I need to be able to re-write the dat file so that all the lines are re-ordered from the largest m.number to the smallest m.number. Then when I loop through PATH in database (shown in code) I am looping through in decreasing m.

Here is the relevant part of the code

base = open('base8.dat', 'r')
database= base.read().splitlines()
base.close()
counter=0
mu_list=np.array([])
delta_list=np.array([])
ofsset = 0.00136
beta=0


for PATH in database:
    if os.path.exists(str(PATH)+'/CHI/optimal_spectral_function_CHI.dat'):    

        n1_array = numpy.loadtxt(str(PATH)+'/AVERAGES/av-err.n.dat')
        n7_array= numpy.loadtxt(str(PATH)+'/AVERAGES/av-err.npx.dat')
        n1_mean = n1_array[0]
        delta=round(float(5.0+ofsset-(n1_array[0]*2.+4.*n7_array[0])),6)

        par = open(str(PATH)+"/params10", "r")

        for line in par:
            counter= counter+1
            if re.match("mu", line):
                mioMU= re.findall('\d+', line.translate(None, ';'))
                mioMU2=line.split()[2][:-1]
                mu=mioMU2
                print mu, delta, PATH

                mu_list=np.append(mu_list, mu)
                delta_list=np.append(delta_list,delta)

        optimal_counter=0

print delta_list, mu_list

I have checked the possible flagged repeat but I can't seem to get it to work for mine because my file doesn't technically contain strings and numbers.

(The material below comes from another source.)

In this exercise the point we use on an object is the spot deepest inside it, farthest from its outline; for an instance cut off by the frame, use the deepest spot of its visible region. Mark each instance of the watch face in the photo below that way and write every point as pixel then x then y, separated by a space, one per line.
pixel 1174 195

The 'number' I need to sort by is contained in the string as a whole:

Volumes/data_disc/u14_cut/from_met/u14m11.40_all.beta/beta16

and I need to sort the entire line by just the m(somenumber) part


Solution

  • Assuming that the number part of your line has the form of a float you can use a regular expression to match that part and convert it from string to float.

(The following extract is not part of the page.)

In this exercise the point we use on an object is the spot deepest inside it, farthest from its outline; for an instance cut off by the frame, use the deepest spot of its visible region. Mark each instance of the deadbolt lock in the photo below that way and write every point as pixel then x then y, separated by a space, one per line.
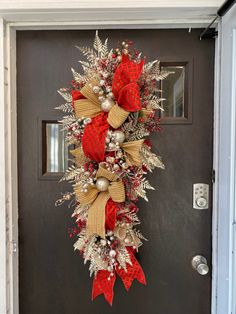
pixel 200 196
pixel 199 263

    After that you can use this information in order to sort all the lines read from your file. I added a invalid line in order to show how invalid data is handled.

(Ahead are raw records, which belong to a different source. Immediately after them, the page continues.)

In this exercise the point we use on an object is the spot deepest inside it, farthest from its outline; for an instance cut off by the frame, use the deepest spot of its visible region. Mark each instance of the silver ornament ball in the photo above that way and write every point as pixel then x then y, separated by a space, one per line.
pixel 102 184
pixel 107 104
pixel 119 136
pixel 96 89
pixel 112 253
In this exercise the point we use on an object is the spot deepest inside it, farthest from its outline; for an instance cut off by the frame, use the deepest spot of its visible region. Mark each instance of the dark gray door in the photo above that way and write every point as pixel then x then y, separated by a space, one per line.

    As a quick example I would suggest something like this:

    import re
    
    # TODO: Read file and get list of lines
    
    l = ['Volumes/hard_disc/u14_cut/u14**m12.40**_all.beta/beta8',
        'Volumes/hard_disc/u14_cut/u14**m12.50**_all.beta/beta8',
        'Volumes/hard_disc/u14_cut/u14**m11.40**_all.beta/beta8',
        'Volumes/hard_disc/u14_cut/u14**mm11.40**_all.beta/beta8']
    
    regex = r'^.+\*{2}m{1}(?P<criterion>[0-9\.]*)\*{2}.+$'
    p = re.compile(regex)
    
    criterion_list = []
    
    for s in l:
        m = p.match(s)
        if m:
            crit = m.group('criterion')
            try:
                crit = float(crit)
            except Exception as e:
                crit = 0
        else:
            crit = 0
        criterion_list.append(crit)
    
    
    tuples_list = list(zip(criterion_list, l))
    output = [element[1] for element in sorted(tuples_list, key=lambda t: t[0])]
    print(output)
    
    # TODO: Write output to new file or overwrite existing one.
    

    Giving:

    ['Volumes/hard_disc/u14_cut/u14**mm11.40**_all.beta/beta8', 'Volumes/hard_disc/u14_cut/u14**m11.40**_all.beta/beta8', 'Volumes/hard_disc/u14_cut/u14**m12.40**_all.beta/beta8', 'Volumes/hard_disc/u14_cut/u14**m12.50**_all.beta/beta8']
    

    This snippets starts after all lines are read from the file and stored into a list (list called l here). The regex group criterion catches the float part contained in **m12.50** as you can see on regex101. So iterating through all the lines gives you a new list containing all matching groups as floats. If the regex does not match on a given string or casting the group to a float fails, crit is set to zero in order to have those invalid lines at the very beginning of the sorted list later.

    After that zip() is used to get a list of tules containing the extracted floats and the according string. Now you can sort this list of tuples based on the tuple's first element and write the according string to a new list output.